The volume of pain in my knee, from which I’ve been suffering for quite a long time, has dissipated to barely a whisper, so this morning, I did something that I have not done in nearly two years: I went out for a pre-dawn power walk.

When I was at my best I could do three miles through my neighborhood in about 45 to 50 minutes — pretty good for someone my age.  Then life circumstances and a bum knee made that all but impossible.

Three months of acupuncture and an anti-inflammation diet has turned the pain around.

This morning I woke up at the hideous hour of ONE o’freaking clock in the morning and could not go back to sleep. I read for several hours, tried to go back to sleep and then finally gave up.  I decided it was high time I got back to exercising.  I was out the door at 5:15 in my ratty but still serviceable trainers. I decided to start small: one pass on the one-mile circuit I had mapped out two years ago.

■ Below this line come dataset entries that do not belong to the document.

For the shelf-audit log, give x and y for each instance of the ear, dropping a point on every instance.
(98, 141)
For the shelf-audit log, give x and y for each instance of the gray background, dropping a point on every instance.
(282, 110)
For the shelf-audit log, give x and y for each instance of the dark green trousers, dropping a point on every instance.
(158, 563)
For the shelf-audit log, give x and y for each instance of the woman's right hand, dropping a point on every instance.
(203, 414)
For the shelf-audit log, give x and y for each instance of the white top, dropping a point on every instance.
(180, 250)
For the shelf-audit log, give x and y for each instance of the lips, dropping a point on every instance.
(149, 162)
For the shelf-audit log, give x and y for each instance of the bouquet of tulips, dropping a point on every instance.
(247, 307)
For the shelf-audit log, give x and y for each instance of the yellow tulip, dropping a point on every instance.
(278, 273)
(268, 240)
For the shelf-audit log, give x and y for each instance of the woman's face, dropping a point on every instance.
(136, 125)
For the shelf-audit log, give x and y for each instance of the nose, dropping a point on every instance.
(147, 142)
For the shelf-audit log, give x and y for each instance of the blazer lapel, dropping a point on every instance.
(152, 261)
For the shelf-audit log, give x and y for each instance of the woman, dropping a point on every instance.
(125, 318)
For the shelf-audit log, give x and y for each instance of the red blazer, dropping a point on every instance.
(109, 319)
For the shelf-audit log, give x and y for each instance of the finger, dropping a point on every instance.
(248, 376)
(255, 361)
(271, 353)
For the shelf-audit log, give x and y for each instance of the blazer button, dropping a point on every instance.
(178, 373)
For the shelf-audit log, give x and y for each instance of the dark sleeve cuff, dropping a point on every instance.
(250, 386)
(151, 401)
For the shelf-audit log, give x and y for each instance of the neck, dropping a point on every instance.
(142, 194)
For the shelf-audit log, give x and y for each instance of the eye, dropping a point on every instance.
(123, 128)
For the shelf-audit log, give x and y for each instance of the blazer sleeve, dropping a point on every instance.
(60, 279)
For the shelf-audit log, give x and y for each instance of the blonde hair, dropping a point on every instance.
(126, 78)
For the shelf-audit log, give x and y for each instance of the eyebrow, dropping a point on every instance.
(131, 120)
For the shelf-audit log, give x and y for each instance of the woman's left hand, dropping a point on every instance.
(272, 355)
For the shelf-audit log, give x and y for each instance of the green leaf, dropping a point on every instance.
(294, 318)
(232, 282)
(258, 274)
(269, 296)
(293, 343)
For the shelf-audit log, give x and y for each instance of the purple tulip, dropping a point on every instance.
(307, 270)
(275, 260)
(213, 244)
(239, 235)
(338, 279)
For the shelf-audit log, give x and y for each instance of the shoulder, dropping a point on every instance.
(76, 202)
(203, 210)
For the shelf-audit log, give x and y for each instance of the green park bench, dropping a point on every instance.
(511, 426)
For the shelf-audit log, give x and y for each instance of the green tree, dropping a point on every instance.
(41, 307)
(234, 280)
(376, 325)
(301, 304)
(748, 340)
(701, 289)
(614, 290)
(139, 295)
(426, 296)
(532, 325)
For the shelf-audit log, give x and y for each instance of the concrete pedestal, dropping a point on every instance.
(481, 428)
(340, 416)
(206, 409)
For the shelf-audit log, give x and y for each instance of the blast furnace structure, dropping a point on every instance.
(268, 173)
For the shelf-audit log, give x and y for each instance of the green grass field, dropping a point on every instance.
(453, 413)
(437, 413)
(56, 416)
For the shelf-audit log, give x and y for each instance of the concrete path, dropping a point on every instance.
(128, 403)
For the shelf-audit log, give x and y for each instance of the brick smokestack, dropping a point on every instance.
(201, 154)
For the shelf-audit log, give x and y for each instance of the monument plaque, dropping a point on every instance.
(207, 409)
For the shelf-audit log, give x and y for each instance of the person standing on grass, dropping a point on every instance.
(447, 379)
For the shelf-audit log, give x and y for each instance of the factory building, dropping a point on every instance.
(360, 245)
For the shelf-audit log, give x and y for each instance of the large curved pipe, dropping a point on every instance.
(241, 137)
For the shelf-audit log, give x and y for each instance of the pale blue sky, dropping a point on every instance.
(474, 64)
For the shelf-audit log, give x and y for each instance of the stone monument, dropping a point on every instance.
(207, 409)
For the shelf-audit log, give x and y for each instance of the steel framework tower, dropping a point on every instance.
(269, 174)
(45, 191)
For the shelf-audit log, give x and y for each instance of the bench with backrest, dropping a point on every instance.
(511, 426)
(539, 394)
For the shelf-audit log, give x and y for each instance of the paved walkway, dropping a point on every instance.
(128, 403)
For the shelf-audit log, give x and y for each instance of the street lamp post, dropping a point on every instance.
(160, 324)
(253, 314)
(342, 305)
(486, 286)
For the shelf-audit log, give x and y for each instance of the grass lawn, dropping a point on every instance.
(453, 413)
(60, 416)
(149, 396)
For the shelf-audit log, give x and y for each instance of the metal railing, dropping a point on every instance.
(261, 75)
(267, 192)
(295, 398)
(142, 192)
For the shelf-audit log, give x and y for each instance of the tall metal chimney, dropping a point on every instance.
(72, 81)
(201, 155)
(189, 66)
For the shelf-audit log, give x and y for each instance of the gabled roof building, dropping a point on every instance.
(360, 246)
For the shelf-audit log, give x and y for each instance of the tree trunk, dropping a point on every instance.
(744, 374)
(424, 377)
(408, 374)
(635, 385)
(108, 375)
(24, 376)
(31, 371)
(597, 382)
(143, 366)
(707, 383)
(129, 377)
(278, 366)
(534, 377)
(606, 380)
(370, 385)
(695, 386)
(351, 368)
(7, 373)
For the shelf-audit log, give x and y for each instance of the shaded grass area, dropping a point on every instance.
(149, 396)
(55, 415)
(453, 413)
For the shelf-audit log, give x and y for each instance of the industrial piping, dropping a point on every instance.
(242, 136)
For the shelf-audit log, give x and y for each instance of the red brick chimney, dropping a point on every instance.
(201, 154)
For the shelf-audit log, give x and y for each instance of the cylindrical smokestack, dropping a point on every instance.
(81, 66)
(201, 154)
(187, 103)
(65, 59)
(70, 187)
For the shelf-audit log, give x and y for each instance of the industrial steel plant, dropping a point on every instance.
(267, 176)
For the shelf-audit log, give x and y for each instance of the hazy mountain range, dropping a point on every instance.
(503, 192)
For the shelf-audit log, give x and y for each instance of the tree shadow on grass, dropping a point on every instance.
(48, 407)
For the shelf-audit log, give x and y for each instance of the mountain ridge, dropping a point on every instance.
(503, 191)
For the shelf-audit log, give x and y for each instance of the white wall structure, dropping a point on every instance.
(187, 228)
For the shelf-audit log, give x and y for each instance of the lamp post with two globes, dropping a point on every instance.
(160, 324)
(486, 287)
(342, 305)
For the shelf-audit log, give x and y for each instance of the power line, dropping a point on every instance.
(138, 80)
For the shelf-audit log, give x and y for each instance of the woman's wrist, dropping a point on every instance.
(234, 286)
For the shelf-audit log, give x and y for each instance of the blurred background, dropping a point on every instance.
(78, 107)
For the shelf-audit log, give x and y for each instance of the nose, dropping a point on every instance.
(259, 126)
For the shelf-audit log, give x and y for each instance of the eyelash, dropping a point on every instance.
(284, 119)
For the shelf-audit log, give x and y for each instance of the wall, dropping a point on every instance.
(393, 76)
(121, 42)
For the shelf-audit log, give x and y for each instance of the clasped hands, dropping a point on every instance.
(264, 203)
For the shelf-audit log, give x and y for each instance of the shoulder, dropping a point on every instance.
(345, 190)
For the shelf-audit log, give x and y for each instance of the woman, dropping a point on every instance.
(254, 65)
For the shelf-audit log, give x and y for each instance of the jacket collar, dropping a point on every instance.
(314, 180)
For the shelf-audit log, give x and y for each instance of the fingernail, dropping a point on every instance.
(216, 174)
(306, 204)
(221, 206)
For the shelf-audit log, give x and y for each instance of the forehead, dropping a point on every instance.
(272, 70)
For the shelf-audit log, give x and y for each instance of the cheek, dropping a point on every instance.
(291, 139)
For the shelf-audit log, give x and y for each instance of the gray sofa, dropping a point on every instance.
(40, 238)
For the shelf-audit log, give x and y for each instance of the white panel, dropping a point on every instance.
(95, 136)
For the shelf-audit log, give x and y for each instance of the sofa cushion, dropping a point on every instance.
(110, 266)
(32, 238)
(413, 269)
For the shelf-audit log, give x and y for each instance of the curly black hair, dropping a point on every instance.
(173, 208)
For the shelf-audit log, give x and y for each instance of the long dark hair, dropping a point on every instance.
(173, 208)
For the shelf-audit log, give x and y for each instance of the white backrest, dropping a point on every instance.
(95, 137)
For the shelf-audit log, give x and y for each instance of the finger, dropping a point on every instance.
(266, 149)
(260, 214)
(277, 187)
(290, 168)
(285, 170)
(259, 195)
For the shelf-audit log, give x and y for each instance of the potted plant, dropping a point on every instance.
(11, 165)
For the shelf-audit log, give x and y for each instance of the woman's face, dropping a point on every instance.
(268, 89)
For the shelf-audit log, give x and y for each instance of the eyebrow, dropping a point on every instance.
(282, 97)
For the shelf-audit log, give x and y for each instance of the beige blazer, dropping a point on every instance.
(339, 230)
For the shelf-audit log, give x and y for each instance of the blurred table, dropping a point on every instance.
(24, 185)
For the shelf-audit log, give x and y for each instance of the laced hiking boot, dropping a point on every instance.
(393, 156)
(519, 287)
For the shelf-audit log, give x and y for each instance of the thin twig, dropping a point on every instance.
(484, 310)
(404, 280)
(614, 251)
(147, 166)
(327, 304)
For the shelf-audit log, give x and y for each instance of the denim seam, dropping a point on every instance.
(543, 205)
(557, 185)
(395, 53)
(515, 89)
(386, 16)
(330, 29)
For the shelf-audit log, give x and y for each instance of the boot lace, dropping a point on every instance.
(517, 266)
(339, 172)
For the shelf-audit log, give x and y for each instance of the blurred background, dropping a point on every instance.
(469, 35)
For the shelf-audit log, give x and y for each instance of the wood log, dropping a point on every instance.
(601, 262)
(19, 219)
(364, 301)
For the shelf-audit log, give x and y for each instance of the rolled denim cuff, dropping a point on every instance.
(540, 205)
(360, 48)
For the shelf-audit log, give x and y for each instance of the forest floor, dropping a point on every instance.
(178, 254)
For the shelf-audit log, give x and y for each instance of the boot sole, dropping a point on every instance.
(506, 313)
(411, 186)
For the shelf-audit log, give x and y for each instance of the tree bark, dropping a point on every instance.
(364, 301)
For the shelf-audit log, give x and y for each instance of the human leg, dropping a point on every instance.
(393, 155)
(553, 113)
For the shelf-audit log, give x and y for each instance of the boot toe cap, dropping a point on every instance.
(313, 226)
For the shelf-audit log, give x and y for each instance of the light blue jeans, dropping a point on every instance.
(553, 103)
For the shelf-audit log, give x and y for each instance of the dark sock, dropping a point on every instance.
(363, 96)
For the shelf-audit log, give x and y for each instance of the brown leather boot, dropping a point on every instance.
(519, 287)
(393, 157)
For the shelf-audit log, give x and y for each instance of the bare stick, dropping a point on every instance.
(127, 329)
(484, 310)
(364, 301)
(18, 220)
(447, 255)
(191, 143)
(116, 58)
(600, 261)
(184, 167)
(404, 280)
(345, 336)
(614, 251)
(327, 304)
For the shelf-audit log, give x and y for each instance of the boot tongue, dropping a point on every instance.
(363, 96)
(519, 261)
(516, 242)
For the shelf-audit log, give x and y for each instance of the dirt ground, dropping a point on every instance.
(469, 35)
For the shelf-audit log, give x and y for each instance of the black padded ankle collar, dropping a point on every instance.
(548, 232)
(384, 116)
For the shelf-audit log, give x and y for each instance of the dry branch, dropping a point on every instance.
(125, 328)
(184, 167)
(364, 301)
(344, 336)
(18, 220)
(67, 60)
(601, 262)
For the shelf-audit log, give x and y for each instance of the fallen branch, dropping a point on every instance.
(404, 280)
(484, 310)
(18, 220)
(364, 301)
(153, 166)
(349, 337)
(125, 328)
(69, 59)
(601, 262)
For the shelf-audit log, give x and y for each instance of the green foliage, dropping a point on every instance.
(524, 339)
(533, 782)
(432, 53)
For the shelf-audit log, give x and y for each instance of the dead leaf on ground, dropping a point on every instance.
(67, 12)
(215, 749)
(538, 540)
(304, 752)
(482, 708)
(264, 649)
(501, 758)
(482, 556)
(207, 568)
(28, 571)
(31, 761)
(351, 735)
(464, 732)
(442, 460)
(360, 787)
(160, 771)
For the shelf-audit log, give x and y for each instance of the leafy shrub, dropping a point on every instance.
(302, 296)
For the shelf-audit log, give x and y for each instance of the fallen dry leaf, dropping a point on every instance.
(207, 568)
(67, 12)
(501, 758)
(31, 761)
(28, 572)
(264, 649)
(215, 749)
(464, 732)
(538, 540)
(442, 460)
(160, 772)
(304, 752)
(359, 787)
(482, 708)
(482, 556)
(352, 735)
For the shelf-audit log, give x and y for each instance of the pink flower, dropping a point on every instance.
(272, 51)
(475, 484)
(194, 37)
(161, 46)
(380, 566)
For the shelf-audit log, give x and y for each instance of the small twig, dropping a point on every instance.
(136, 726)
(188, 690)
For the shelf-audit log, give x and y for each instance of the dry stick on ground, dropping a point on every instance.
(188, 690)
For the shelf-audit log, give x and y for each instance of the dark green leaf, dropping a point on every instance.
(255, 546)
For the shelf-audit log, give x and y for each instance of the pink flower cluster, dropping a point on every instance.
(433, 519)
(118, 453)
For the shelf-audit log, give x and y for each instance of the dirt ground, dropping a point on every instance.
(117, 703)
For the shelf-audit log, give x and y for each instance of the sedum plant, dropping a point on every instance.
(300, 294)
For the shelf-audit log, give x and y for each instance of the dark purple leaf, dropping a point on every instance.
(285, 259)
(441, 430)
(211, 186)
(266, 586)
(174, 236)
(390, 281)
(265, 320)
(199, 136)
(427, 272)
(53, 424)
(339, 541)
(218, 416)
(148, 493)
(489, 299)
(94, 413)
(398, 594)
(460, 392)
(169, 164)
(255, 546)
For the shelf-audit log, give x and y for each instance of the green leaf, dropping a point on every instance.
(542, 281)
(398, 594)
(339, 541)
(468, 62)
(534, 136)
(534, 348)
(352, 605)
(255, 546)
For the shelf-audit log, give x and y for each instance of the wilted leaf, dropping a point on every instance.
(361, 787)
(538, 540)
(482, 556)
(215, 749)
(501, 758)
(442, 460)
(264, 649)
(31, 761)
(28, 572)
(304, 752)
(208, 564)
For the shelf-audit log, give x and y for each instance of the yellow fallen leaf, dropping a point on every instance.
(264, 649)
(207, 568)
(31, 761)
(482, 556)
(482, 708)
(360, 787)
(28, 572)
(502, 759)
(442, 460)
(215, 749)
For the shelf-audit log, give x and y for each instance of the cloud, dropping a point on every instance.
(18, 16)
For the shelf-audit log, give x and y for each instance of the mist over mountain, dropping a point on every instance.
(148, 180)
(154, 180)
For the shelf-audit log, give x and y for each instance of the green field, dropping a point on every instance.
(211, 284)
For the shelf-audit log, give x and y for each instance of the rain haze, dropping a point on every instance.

I powered along in great spirits because I was not feeling any pain in my knee. Until — sigh — I was a few yards from my front door when that familiar stab of pain went screaming at full volume through my knee. I slowed my gait to that of a snail with a hangover.

It took 21 minutes to walk one mile.

I am not discouraged though. Right now my knee is not hurting,  and I intend to put some heat on it in few minutes to make sure it stays that way.  And I have an appointment with the acupuncturist tomorrow and he’ll fix things right up.

Small steps, sweetie, small steps.  You’ll get there.